Les subventions pour l’année 2022 ont par ailleurs été baissées, assurent les employés. Un audit a aussi été demandé, provoquant l’inquiétude. "Nous n’avons aucun véritable bilan, aucun plan d’action" notent-ils. En juillet 2019 déjà, suite à un audit de l’Office de tourisme de France, l’OTI a perdu ses avancées pour obtenir le label "Qualité tourisme". Sur trois pages de rapport, une demie-page est consacrée aux points forts. Le reste liste tous les points "sensibles", notant au passage qu'un "avis défavorable sans possibilité de rattrapage" a été décidé. "Le travail à fournir représente un travail de plus de six mois pour être efficace, opérationnel et utile" souligne le rapport.
Désormais, l'UR 974 craint un arrêt total des subventions si aucune action n'est entreprise. "On ne peut pas se présenter avec un bilan vide et espérer toucher des subventions financées avec de l'argent public" souligne-t-elle.
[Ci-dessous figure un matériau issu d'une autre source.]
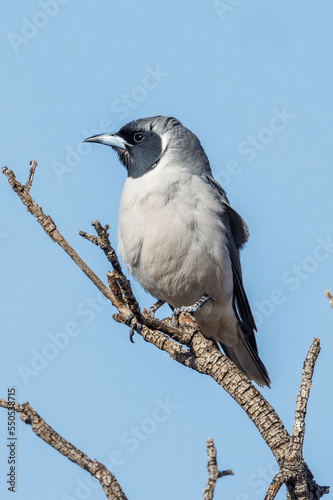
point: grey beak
(109, 140)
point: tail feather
(247, 360)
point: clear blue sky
(254, 82)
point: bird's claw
(190, 309)
(151, 311)
(135, 326)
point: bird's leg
(135, 326)
(151, 311)
(191, 309)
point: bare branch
(330, 297)
(28, 184)
(275, 485)
(107, 480)
(303, 396)
(213, 473)
(187, 346)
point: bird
(179, 236)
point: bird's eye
(138, 137)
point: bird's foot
(135, 326)
(151, 311)
(191, 309)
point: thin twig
(330, 298)
(202, 356)
(213, 473)
(303, 396)
(28, 184)
(275, 486)
(107, 480)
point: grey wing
(239, 234)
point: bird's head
(141, 144)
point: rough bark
(213, 473)
(107, 480)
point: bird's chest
(165, 234)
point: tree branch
(107, 480)
(213, 473)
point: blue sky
(254, 81)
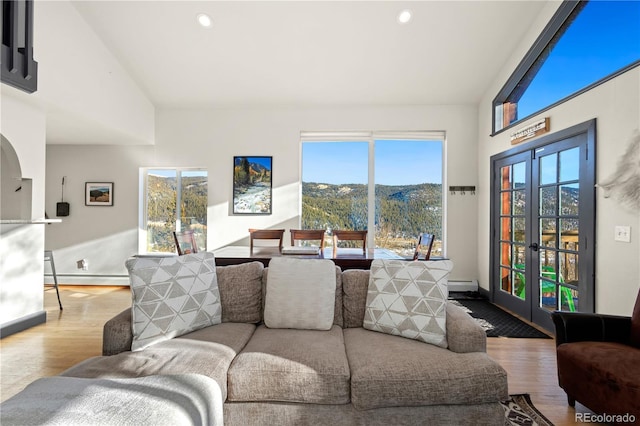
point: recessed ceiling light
(404, 16)
(204, 20)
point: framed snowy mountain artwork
(252, 185)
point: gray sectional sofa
(346, 375)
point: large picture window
(585, 44)
(173, 199)
(388, 184)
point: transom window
(173, 199)
(387, 183)
(585, 44)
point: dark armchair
(599, 360)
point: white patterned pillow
(172, 296)
(301, 294)
(409, 299)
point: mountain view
(161, 210)
(402, 211)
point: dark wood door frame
(587, 215)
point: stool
(48, 256)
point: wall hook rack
(462, 190)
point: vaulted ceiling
(310, 52)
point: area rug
(497, 322)
(519, 410)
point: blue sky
(397, 162)
(604, 38)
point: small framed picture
(98, 194)
(252, 185)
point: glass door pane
(162, 195)
(193, 204)
(512, 207)
(558, 219)
(335, 186)
(408, 194)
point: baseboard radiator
(463, 285)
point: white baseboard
(78, 279)
(462, 285)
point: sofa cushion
(635, 323)
(409, 299)
(390, 371)
(241, 292)
(300, 294)
(355, 283)
(167, 400)
(337, 310)
(604, 376)
(172, 296)
(305, 366)
(208, 351)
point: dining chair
(265, 234)
(308, 235)
(185, 242)
(48, 257)
(349, 236)
(425, 243)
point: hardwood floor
(74, 334)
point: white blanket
(188, 399)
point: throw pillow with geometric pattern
(409, 299)
(172, 296)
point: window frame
(557, 23)
(143, 203)
(370, 137)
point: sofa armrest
(464, 334)
(581, 327)
(117, 334)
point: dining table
(345, 258)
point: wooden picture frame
(98, 194)
(252, 185)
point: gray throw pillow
(172, 296)
(409, 299)
(301, 294)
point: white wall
(616, 106)
(89, 89)
(104, 235)
(210, 139)
(22, 246)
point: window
(173, 199)
(388, 183)
(584, 44)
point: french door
(543, 225)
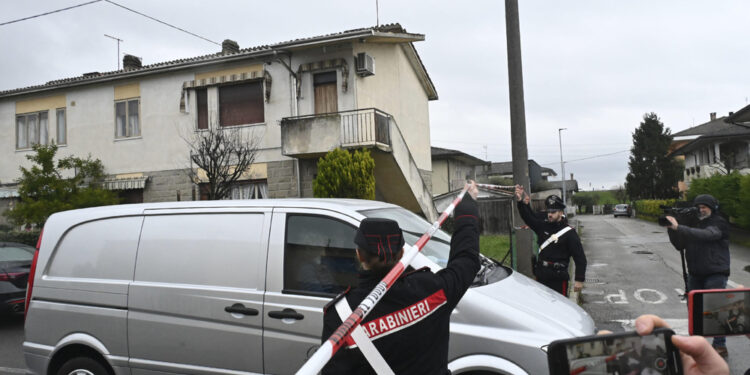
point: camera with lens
(685, 215)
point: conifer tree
(653, 174)
(344, 174)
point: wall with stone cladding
(162, 186)
(282, 179)
(308, 169)
(427, 179)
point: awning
(128, 183)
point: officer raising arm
(409, 327)
(557, 242)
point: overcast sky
(593, 67)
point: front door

- Une plainte pour harcèlement envisagée -
Une ancienne employée a par ailleurs décidé de témoigner, auprès de la CINOR via l’UR 974. Elle dénonce, dans un courrier, des "agissements et des propos virulents et blessants. Je me suis sentie humiliée au quotidien, je venais travailler tous les jours avec la boule au ventre, je rentrais chez moi tous les soirs les yeux plein de larmes" énonce-t-elle. Elle assure avoir assisté à des scènes "d’intimidation, d’humiliation et de dénigrement".
En contrat professionnel pour trois ans, elle finit par quitter son poste après seulement deux ans. L’UR 974 réfléchit désormais une plainte pour harcèlement moral à l’encontre de la direction.
Suite au débrayage réalisé dans la matinée, un comité de pilotage est attendu jeudi pour tenter de trouver une solution à cette situation. Contactées, la CINOR ainsi que la direction de l’OTI n’ont pour l’heure pas donné suite à nos sollicitations.